Born Sept. 4, 1906, in Berlin. American physicist, geneticist, and virologist. Member of the US National Academy of Sciences.
A German by birth, Delbrück studied at the universities of Tubingen, Berlin, Bonn, and Göttingen from 1924 to 1930, receiving the degree of doctor of philosophy from the University of Göttingen. From 1932 to 1937 he worked at the Kaiser Wilhelm Institute.

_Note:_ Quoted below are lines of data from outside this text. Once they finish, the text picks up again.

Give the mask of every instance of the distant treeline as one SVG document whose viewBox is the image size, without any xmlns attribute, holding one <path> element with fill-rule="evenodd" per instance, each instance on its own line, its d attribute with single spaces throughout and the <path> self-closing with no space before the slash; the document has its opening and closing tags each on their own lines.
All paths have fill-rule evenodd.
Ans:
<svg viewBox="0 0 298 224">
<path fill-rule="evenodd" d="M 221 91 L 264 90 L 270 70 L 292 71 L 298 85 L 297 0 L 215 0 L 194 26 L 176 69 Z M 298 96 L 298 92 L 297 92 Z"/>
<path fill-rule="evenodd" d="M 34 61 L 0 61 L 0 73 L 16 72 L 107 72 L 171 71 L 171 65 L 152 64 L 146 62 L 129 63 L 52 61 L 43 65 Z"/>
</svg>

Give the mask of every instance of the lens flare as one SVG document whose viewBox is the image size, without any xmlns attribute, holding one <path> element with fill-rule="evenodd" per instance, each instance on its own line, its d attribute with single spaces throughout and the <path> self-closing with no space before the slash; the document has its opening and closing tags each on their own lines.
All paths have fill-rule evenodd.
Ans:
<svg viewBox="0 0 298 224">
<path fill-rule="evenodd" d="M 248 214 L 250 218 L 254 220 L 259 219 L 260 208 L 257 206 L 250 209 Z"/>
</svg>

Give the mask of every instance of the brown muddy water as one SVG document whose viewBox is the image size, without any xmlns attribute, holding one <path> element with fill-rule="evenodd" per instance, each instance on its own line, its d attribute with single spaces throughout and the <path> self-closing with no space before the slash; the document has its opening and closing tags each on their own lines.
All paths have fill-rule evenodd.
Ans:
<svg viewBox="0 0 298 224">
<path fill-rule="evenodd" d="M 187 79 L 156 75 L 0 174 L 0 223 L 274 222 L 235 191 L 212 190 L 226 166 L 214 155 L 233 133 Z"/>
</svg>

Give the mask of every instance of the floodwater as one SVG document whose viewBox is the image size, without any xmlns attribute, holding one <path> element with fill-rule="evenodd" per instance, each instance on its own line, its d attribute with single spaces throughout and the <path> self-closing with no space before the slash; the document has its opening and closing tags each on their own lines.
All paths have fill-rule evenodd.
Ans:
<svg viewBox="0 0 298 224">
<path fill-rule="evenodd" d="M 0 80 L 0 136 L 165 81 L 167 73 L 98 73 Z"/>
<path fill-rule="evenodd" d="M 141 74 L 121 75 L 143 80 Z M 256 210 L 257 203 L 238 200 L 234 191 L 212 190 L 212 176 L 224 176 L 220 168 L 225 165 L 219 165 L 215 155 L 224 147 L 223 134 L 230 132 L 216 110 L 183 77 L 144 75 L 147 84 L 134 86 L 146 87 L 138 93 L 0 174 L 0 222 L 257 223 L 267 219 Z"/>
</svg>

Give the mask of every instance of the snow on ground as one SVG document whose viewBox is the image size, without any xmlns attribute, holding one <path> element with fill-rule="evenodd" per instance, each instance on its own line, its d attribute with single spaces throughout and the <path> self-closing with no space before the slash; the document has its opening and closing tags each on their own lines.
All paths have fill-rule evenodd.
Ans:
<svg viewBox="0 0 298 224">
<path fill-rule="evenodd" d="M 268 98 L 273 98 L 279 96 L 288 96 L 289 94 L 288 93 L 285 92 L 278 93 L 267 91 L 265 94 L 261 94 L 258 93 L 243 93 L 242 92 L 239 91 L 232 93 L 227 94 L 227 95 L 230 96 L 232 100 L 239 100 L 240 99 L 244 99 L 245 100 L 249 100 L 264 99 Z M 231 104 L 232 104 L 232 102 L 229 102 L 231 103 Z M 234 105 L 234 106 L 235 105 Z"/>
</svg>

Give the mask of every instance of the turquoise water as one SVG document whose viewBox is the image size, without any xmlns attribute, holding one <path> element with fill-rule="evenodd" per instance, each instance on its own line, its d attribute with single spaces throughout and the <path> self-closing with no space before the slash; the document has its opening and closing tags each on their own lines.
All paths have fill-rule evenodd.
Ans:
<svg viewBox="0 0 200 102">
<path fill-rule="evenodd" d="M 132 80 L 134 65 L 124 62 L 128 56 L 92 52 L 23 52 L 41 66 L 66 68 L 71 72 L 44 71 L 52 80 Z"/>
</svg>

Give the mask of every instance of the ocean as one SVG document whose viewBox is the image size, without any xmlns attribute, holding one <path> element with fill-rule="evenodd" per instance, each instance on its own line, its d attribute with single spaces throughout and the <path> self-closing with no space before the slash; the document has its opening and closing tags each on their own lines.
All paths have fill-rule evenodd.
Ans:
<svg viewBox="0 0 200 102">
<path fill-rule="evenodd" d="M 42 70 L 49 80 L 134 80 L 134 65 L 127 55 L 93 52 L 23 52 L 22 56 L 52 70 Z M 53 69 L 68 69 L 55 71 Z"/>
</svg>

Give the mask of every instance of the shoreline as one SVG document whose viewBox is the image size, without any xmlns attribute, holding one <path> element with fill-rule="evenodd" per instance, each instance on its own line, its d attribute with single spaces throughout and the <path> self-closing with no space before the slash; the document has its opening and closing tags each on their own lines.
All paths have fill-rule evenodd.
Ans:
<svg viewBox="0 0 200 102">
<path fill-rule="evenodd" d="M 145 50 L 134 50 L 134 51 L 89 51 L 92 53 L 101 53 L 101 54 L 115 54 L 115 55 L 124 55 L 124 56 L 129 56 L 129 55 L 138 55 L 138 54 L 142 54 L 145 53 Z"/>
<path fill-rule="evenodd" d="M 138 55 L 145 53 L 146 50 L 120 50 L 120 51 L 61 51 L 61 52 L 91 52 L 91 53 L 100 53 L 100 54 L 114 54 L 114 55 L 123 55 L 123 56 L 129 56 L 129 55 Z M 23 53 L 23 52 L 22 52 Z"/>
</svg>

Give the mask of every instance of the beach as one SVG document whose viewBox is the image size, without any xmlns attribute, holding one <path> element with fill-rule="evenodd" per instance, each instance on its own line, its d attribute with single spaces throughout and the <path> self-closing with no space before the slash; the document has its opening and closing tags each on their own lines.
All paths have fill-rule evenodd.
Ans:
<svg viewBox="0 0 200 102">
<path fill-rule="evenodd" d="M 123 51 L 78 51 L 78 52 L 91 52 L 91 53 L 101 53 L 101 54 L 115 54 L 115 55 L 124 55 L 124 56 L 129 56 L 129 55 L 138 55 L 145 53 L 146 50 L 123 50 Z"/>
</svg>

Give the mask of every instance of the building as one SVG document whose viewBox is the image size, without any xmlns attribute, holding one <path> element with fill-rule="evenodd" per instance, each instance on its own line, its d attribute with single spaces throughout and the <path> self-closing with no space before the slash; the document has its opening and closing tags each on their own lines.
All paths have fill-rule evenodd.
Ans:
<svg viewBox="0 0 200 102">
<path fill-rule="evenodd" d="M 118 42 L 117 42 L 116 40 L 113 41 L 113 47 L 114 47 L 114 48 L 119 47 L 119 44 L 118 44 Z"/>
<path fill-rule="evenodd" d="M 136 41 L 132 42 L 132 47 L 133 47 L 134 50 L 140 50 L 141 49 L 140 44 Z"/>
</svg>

In 1937 he emigrated to the United States and worked at the California Institute of Technology (Pasadena, Calif.), where he became a professor of biology in 1947. His major works are devoted to nuclear physics, the analysis of spontaneous and induced mutations, bacteriophages, the physiology of the sense organs, and the quantum theory of the structure of chemical substances. For his work in the field of bacteriophages, Delbrück was awarded a Nobel Prize in 1969 (with A. Hershey and S. Luria).
WORKS“Cosmic Rays and the Origin of Species.” Nature, 1936, vol. 137, p. 358. (With H. W. Timofeeff-Ressovsky.)
“On the Mechanism of DNA Replication.” (With G. S. Stent.) In the book Symposium on the Chemical Basis of Heredity. Edited by W. D. McElroy and B. Gloss. Baltimore, Md., 1957.